The challenges of population ageing and seniors’ lifelong learning in Taiwan

Written by Hsiu-Mei Tsai.

According to a WHO report, population ageing is poised to become one of the most important social transformations of the twenty-first century. This phenomenon has received much attention in Taiwan because the country has the highest speed of population ageing in the world. In 1993, the proportion of people who are 65+ years old reached 7 percent, which made Taiwan enter the group of ageing societies. Within only 25 years, the rate continues to grow and becomes 14 percent in 2018. Among 23.5 million of total population, there are over 3.2 million old people. By 2025, the rate is going to reach 20 percent, and the number of senior people is estimated to be 4.7 million.

Should people in Taiwan be happy to have greater longevity in their lives, or should we be cautious of serious challenges to come in a super-aged society? The answer seems to be both. When people possess longer years of living, they are people with blessing. But if life in later years is accompanied by poverty, illness and disability, then population ageing so fast definitely will bring a lot of challenges.

The government of Taiwan had recognized the issue of population ageing and published the “White Paper of Ageing Society” in 2014. The White Paper has addressed the challenges of an aged society in five aspects, including poor health, change of family structure, delivery system of long-term care, shortage of caring attendants, and ageism in society. Accordingly, four strategies are proposed: health maintenance, family support, active social participation, and age-friendly society. The ministry in charge is the Ministry of Health and Social Welfare, but related policies are also developed by Ministry of Education, Labour, Commerce, Transportation, Construction and Planning and so on.

Among these policies in corresponding to the issue of aged society, I am involved in a program called “Active Aging Learning Centre (AALC)” planned by Ministry of Education. Beginning in the year of 2008, the program has been carried out in 104 townships and towns. The structured courses are designed and well-performed so that people who are 55 years old and over could come and acquire knowledge and skills about ageing society, mobile phone usage, exercise, health maintenance, and intergenerational relations etc. Many elementary schools and civic groups have applied to conduct the program. By 2017, the number of the AALC has grown to 363. Each centre could serve about 300 up to 1200 older adults each year in communities.

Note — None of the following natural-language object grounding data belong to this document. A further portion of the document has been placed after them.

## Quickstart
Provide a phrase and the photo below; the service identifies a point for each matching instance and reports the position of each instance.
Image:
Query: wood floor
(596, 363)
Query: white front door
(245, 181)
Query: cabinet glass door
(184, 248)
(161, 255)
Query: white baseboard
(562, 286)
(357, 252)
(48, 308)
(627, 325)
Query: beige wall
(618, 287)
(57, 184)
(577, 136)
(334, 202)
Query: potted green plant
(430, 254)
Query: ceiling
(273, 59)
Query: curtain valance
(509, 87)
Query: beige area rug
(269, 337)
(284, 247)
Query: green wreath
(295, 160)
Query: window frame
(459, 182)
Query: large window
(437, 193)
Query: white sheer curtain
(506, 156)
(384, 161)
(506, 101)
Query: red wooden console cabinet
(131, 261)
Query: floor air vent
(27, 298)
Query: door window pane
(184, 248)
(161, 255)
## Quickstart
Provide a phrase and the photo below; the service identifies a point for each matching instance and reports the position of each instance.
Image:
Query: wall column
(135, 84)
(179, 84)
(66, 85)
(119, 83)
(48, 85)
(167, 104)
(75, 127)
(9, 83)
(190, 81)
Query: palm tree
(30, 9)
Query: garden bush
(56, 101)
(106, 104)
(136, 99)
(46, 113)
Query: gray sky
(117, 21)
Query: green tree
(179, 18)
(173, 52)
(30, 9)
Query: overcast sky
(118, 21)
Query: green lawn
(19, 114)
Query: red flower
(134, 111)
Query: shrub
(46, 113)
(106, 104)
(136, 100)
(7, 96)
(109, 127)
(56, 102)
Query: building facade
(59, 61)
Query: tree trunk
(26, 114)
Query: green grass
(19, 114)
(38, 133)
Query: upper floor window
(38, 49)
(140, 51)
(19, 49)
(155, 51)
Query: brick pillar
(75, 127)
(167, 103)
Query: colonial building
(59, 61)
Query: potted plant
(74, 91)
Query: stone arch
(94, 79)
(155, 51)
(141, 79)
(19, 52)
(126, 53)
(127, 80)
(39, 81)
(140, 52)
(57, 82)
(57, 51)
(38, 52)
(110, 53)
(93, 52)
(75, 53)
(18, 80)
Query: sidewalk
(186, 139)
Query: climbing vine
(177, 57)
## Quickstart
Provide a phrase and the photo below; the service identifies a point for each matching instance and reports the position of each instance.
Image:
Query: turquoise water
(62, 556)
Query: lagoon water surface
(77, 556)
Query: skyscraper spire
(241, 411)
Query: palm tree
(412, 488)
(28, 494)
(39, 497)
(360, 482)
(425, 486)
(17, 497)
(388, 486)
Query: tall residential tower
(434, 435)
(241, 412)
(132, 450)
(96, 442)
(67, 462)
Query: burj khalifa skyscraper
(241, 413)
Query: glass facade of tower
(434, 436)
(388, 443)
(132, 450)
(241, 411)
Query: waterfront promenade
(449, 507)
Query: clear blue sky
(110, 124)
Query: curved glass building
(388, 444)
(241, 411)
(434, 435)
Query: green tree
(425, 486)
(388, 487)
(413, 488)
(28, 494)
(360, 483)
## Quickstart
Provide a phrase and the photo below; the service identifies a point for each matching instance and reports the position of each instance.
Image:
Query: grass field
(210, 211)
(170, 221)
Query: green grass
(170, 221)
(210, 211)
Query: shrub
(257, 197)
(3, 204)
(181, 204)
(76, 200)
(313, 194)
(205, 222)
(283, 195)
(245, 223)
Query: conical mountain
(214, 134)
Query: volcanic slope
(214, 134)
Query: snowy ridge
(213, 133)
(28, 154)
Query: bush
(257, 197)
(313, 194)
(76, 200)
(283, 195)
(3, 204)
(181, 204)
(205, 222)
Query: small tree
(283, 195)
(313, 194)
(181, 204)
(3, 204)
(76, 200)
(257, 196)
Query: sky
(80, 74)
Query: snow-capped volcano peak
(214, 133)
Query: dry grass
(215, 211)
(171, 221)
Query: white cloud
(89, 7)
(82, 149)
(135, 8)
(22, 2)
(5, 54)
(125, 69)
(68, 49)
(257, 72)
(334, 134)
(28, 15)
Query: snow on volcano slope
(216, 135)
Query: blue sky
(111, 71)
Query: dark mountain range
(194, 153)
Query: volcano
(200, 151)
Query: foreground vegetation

The major differences between the AALC and learning services provided by other senior institutions are the designed course of active ageing, the task to mobilize the elderly to contribute to society, and training of volunteers who work in seniors’ learning. While other senior institutions provide learning programs for the enrichment of old people, AALCs are asked to provide knowledge based on the idea of active ageing. Through lifelong learning, old people can learn to take care of themselves, seek happiness, feel confident, and participate actively in society. After some senior people are activated in learning activities, they are encouraged to form a volunteer group and deliver the service to people in other villages. One of examples is that senior women in Tainan formed a drama club and performed traditional wedding ceremony to students of elementary schools. In Chiayi County, one group of seniors who learned to perform Chinese flute constantly delivered musical concert to the elderly in nursing homes.

One of significant achievements from AALC program is the increased rate of adult education participation, especially that in older adults. The national survey of adult education has been conducted periodically since 2008. The participation rate of people who are 65+ has grown from 11.40% in 2008, to 17.42% in 2011, and to 22.64% in 2014.

Facing the trend of population ageing, there is a paradigm shift related to policy design. Previously, policies for senior people are often based on the idea that old people are the burden of society. Therefore, pension system and long-term care delivery are foci of the policies. An emerging viewpoint treats old people as useful human resource in society. How can we transform high proportion of retired people to be productive labour force in society? The key lies in education and lifelong learning. Secondly, social systems could be redesigned. For example, flexible working schedule and part-time jobs could be promoted in retain old people to get employed. The housing arrangement and promotion of intergenerational practice in communities can make the society more age-friendly. Finally, it is important that the academic conduct interdisciplinary study and make knowledge transfer, and help the government develop policies with innovative thought.